William & Mary finished tied for first place in the CAA with UNC Wilmington, clinching just the second regular season conference title for the Tribe and first since 1982–83 (also the last time the Tribe won 20 games in a season). Even though the Tribe received the #2 seed for the 1998 CAA men's basketball tournament, they lost to American in the quarterfinals and were not invited to a post-season tournament.

==Program notes==
- Charlie Woollum was named CAA Coach of the Year, the first William & Mary coach to win the award since Bruce Parkhill in 1983.
- Randy Bracy was named to the First Team All-CAA, and Terence Jennings was named to the Second Team.

==Schedule==

| Regular season |

| Date time, TV | Rank^{#} | Opponent^{#} | Result | Record | Site (attendance) city, state |
Regular season
| November 15* |  | Stetson | W 72–61 | 1–0 | William & Mary Hall Williamsburg, VA |
| November 19* 7:30 pm |  | at Virginia | L 45–59 | 1–1 | University Hall (5,864) Charlottesville, VA |
| November 26* |  | Virginia Tech | L 64–66 | 1–2 | William & Mary Hall Williamsburg, VA |
| November 29* |  | at UNC Greensboro | W 68–55 | 2–2 | Fleming Gymnasium Greensboro, NC |
| December 1* |  | Hampton | W 69–54 | 3–2 | William & Mary Hall Williamsburg, VA |
| December 3* |  | at Furman | W 80–57 | 4–2 | Timmons Arena Greenville, SC |
| December 28* |  | at Wichita State Cessna Classic | L 74–76 ^{OT} | 4–3 | Levitt Arena Wichita, KS |
| December 29* |  | vs.
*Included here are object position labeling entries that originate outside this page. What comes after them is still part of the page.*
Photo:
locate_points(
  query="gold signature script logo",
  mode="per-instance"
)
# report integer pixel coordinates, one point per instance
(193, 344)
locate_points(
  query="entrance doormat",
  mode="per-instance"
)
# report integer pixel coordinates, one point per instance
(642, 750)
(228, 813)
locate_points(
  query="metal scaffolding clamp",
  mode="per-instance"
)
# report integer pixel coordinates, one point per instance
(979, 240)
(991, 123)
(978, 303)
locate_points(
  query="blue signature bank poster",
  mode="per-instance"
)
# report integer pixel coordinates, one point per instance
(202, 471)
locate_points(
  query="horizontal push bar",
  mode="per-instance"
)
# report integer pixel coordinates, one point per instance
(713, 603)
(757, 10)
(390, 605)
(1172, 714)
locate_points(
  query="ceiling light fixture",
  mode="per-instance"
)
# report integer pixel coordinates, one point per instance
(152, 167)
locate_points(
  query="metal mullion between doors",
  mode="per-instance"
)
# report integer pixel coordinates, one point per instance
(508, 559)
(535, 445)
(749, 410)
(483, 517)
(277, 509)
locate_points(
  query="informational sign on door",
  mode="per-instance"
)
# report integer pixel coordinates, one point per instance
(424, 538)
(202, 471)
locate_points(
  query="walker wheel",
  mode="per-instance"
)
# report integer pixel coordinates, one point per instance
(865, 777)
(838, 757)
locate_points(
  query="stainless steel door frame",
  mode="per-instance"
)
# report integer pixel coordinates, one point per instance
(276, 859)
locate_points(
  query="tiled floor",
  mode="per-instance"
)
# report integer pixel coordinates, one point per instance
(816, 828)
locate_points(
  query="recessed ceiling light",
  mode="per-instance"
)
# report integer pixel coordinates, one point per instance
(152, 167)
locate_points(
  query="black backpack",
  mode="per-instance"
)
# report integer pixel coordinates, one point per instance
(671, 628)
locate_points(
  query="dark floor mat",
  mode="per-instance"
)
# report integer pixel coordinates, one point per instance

Texas Southern Cessna Classic | W 83–76 | 5–3 | Levitt Arena Wichita, KS |
| January 3 |  | VCU | W 67–53 | 6–3 (1–0) | William & Mary Hall Williamsburg, VA |
| January 7 |  | American | W 69–56 | 7–3 (2–0) | William & Mary Hall Williamsburg, VA |
| January 10 |  | at East Carolina | W 72–63 | 8–3 (3–0) | Williams Arena at Minges Coliseum Greenville, NC |
| January 12* |  | Navy | W 83–68 | 9–3 | William & Mary Hall Williamsburg, VA |
| January 14 |  | at James Madison | W 89–60 | 10–3 (4–0) | JMU Convocation Center Harrisonburg, VA |
| January 17* |  | Centenary | W 78–48 | 11–3 | William & Mary Hall Williamsburg, VA |
| January 19 |  | at Richmond | L 59–70 | 11–4 (4–1) | Robins Center Richmond, VA |
| January 21 |  | George Mason | W 84–66 | 12–4 (5–1) | William & Mary Hall Williamsburg, VA |
| January 24 |  | Old Dominion | W 69–53 | 13–4 (6–1) | William & Mary Hall Williamsburg, VA |
| January 28 |  | at UNC Wilmington | L 56–58 | 13–5 (6–2) | Trask Coliseum Wilmington, NC |
| January 31 |  | at American | L 56–61 | 13–6 (6–3) | Bender Arena Washington, DC |
| February 3 |  | at Old Dominion | W 68–58 | 14–6 (7–3) | ODU Fieldhouse Norfolk, VA |
| February 7 |  | Richmond | W 73–70 | 15–6 (8–3) | William & Mary Hall Williamsburg, VA |
| February 11 |  | James Madison | W 53–52 | 16–6 (9–3) | William & Mary Hall Williamsburg, VA |
| February 14 |  | UNC Wilmington | W 64–51 | 17–6 (10–3) | William & Mary Hall Williamsburg, VA |
| February 16 |  | at George Mason | W 81–80 ^{OT} | 18–6 (11–3) | Patriot Center Fairfax, VA |
| February 18 |  | East Carolina | W 74–69 | 19–6 (12–3) | William & Mary Hall Williamsburg, VA |
| February 23 |  | at VCU | W 72–67 | 20–6 (13–3) | Richmond Coliseum Richmond, VA |
1998 CAA Men's Basketball Tournament
| February 27 |  | vs. (7) American Quarterfinals | L 66–71 | 20–7 | Richmond Coliseum Richmond, VA |
*Non-conference game. ^{#}Rankings from AP Poll. (#) Tournament seedings in parentheses.